Karnataka’s kinship web, with nothing lost in translation

Karnataka’s kinship web, with nothing lost in translation

Vasudeva’s Family is the translation of Vaidehi’s Kannada novel Aspruhyaru which means ‘untouchables’. A literal translation of the original title would invoke the title of Mulkraj Anand’s novel Untouchable. Also, as Susheela Punitha, the translator observes, ‘Vaidehi’s novel is a different take on the problem, implicating intra-caste hierarchies as much as inter-caste politics based on touch and untouch. To the question, ‘who is untouchable?’ the book replies, ‘everyone!’ A significant feature of Vaidehi’s novel is that it shows how every woman, irrespective of her caste hierarchy, is treated as an untouchable during different phases of her life. A menstruous woman is considered to be impure. Untouchable, though she may belong to upper caste and class. Thus the difference between the two titles Untouchable (Anand) and Untouchables (Vaidehi) is not just numerical. Vaidehi’s novel has broadened the very concept of untouchability. The protagonist of this novel is Vasudevaraya. He tries to live the ideal ‘Vasudhaiva Kutumbam’(the earth is one family) in his home.

Vaidehi is one of the finest writers in Kannada. A Sahitya Akademi Award winner, she has been conferred with the prestigious Attimabbe Award by the government of Karnataka. She has won the Katha Award as well. Girish Kasaravalli’s famous film Gulabi Talkies is based on a story by Vaidehi. She has authored six collections of short stories, three of poems and four of prose. Her work Jathre (the temple fair) has been published by OUP. Asprushyaru is her only novel. It was first published in a Kannada weekly in 1982.

Her writings are rooted in the cultural milieu of Kundapur in Coastal Karnataka. Her narratives are characterised by a judicious mix of urban and local speech varieties. But her stories, including Asprushyaru are steeped in local culture, linguistic patterns and gestures. The stories create a micro universe and the tales cannot be separated from these. Vaidehi’s characters have no existence without the unique speech patterns and gestures. This, indeed, is the major challenge for any translator. Susheela Punitha has been quite successful in recreating the ambience of the original in English. She has also been able to maintain the tempo and the flow of the original text. The syntactical patterns of English and Kannada are so different and any mechanical and literal translation would have killed the beauty and flow of the Kannada narrative. But the translator has negotiated with the original in a creative way and has come out with its English version keeping intact the spirit of Vadehi’s novel. She has also provided a list of kinship terms and a glossary which is useful for non-Kannada readers.

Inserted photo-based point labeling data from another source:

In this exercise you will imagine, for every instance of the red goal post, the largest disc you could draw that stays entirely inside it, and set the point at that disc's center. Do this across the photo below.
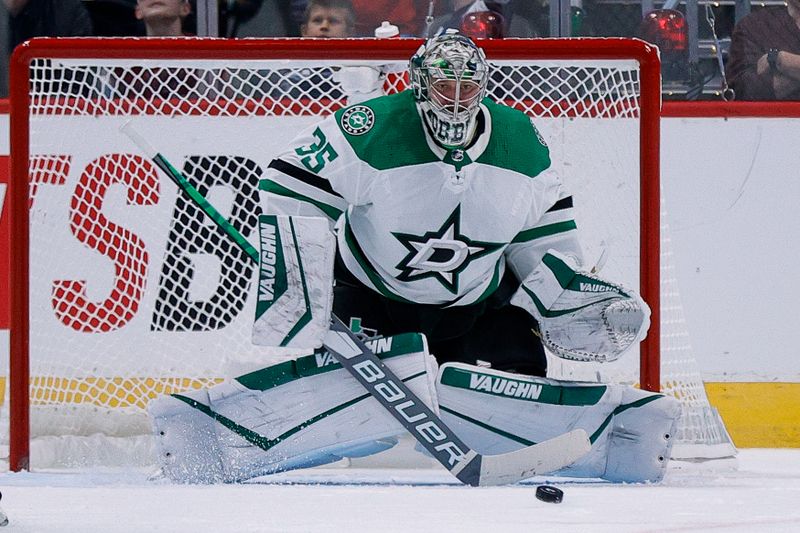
(39, 96)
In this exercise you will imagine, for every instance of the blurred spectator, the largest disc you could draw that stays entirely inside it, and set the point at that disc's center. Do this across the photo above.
(114, 18)
(764, 58)
(231, 15)
(408, 15)
(46, 18)
(328, 18)
(271, 20)
(163, 18)
(483, 19)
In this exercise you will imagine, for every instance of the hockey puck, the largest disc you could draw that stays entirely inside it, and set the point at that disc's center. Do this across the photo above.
(549, 494)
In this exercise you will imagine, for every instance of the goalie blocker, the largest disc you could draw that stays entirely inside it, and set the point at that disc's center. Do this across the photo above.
(581, 316)
(310, 411)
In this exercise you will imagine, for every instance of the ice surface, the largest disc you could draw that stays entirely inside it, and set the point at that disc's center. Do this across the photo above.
(763, 494)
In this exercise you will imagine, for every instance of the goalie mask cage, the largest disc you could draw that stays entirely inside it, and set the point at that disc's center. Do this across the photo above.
(122, 290)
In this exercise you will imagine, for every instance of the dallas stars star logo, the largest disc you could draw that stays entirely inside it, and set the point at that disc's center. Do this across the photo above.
(441, 254)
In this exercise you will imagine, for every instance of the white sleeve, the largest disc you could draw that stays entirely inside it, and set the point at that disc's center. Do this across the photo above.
(550, 225)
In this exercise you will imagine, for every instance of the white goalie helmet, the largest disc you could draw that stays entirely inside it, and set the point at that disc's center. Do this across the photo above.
(449, 76)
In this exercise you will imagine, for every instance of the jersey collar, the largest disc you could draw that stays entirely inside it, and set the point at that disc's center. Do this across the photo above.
(451, 157)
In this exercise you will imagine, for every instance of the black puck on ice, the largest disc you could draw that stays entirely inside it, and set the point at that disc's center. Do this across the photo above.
(549, 494)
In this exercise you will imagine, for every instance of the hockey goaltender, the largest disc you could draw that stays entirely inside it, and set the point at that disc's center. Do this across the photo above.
(432, 223)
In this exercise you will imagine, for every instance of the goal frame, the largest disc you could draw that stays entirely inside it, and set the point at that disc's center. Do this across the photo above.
(289, 48)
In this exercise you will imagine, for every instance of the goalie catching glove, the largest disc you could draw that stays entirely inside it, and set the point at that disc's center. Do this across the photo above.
(581, 317)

Vaidehi’s novel is a colourful and complex tapestry made out of two main plots and many sub-plots. At a macro level, the novel probes into the intricacies of caste (here, Brahmin-Koraga) relationships. At a micro level, it explores the tensions between man-woman relationships. Both are characterised by power equations.

However the novelist does not portray them as static, never changeable human condition. There are conservatives, statusquoists, moderates, moderns, reformists and even revolutionaries in the tiny world created in this novel.